N6-methyladenine (m6A) is the most abundant epitranscriptomic modification on messenger RNA (mRNA). The establishment, erasure, and recognition of m6A are dynamically regulated by m6A methyltransferases (writers), demethylases (erasers) and binding proteins (readers), respectively. It has been well known that m6A modifications play crucial roles in regulating splicing, transport, stability, and translation of target RNAs. Emerging evidence has shown that m6A modifications impinge on central biological processes such as stemness maintenance and differentiation, adipogenesis, and spermatogenesis and are implicated in pathological processes underlying obesity, infertility, diabetes, neuronal disorders, aberrant immune signaling and cancers. However, the role of m6A RNA modifications in regulating stem cell senescence remains largely unknown.
Recently, scientists from the Institute of Zoology and Beijing Institute of Genomics of the Chinese Academy of Sciences have collaborated jointly to unveil a novel mechanism of METTL3 as well as m6A in regulating human stem cell senescence. This study entitled “METTL3 counteracts premature aging via m6A-dependent stabilization of MIS12 mRNA” was published online in Nucleic Acids Research on October 9th, 2020. Using including Hutchinson-Gilford progeria syndrome (HGPS) and Werner syndrome (WS), researchers explored the function of m6A and its core methyltransferase METTL3 during human stem cell aging and revealed that MIS12 functions as a downstream factor of METTL3/m6A in regulating hMSC senescence.

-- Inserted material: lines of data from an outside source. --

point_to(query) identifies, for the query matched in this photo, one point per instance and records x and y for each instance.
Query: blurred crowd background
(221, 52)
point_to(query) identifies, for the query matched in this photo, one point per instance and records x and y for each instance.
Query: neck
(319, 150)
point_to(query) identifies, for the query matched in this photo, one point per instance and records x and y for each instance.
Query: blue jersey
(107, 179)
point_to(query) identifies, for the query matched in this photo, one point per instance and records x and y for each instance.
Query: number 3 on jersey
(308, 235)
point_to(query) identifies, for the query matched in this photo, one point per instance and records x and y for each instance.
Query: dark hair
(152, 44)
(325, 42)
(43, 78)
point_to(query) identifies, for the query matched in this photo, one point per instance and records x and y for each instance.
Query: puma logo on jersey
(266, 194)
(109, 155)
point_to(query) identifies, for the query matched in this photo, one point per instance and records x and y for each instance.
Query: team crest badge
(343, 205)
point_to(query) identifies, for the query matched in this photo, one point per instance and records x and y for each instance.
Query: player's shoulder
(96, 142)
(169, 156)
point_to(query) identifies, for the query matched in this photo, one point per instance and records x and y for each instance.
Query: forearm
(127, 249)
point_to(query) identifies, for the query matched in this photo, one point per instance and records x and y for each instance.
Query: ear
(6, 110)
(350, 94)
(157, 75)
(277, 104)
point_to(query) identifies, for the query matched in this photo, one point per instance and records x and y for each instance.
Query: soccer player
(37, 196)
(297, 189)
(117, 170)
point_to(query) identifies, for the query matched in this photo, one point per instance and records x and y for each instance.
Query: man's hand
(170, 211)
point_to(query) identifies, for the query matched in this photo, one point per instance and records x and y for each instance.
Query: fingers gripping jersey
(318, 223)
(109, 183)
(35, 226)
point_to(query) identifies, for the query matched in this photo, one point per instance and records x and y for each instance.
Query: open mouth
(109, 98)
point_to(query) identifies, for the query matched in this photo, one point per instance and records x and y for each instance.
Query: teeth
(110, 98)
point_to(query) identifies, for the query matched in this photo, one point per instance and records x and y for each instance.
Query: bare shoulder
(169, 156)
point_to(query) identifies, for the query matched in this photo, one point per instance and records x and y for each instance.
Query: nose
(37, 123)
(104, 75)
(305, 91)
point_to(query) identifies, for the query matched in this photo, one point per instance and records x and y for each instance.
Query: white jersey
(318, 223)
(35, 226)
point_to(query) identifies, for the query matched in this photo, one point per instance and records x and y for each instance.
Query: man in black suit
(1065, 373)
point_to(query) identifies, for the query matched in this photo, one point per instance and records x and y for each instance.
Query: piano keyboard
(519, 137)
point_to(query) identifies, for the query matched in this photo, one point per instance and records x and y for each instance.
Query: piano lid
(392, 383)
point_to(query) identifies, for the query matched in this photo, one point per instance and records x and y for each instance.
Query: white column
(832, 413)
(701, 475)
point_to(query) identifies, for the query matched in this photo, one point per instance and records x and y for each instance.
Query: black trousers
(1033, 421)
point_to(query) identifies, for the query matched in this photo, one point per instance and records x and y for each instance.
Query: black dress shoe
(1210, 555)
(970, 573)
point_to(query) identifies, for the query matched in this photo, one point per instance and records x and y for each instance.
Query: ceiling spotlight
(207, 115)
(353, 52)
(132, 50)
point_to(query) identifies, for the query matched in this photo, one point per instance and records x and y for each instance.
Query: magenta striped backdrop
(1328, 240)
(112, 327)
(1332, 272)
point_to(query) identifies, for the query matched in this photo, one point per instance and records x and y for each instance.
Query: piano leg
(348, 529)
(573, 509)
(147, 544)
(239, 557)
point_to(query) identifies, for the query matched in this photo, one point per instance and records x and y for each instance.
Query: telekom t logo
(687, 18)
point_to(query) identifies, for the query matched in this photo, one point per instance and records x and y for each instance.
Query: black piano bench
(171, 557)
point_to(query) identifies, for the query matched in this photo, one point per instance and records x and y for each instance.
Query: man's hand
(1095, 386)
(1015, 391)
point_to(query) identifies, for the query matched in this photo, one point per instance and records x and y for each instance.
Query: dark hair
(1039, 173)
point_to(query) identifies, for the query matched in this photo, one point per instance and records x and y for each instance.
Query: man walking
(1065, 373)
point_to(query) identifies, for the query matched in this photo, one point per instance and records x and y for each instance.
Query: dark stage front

In the study, researchers first found that the levels of both m6A RNA methylations and its METTL3 were reduced during human stem cell aging. Knockout of METTL3 accelerated stem cell senescence whereas overexpression of METTL3 rescued cellular senescence phenotypes. Transcriptional profiling of m6A modifications further identified MIS12, a cell cycle regulator, of which m6A modifications were reduced in both hMSCs and METTL3-deficient hMSCs. Mechanistically, loss of m6A modifications decreased the expression and accelerated the turnover of MIS12 mRNA while knockout of MIS12 accelerated cellular senescence. Furthermore, m6A reader IGF2BP2 was identified as a key player in recognizing and stabilizing m6A-modified MIS12 mRNA; knockdown of IGF2BP2 also accelerated senescence in human stem cells.
Taken together, this study puts forth a regulatory model in which METTL3 and m6A modifications alleviate hMSC senescence through IGF2BP2-mediated enhancement of MIS12 mRNA stability. The existence of a direct molecular connection between MIS12 expression and its m6A level suggests the manipulation of m6A modifications or its core methyltransferase METTL3 as potential strategies for cellular rejuvenation. This work sheds light on the poorly understood molecular mechanism of m6A in aging and identifies METLL3 and MIS12 as potential novel biomarkers and therapeutic targets for aging-associated disorders.
Figure. A model illustrating the protective role of METTL3/m6A in alleviating hMSC senescence through IGF2BP2-mediated enhancement of MIS12 mRNA stability.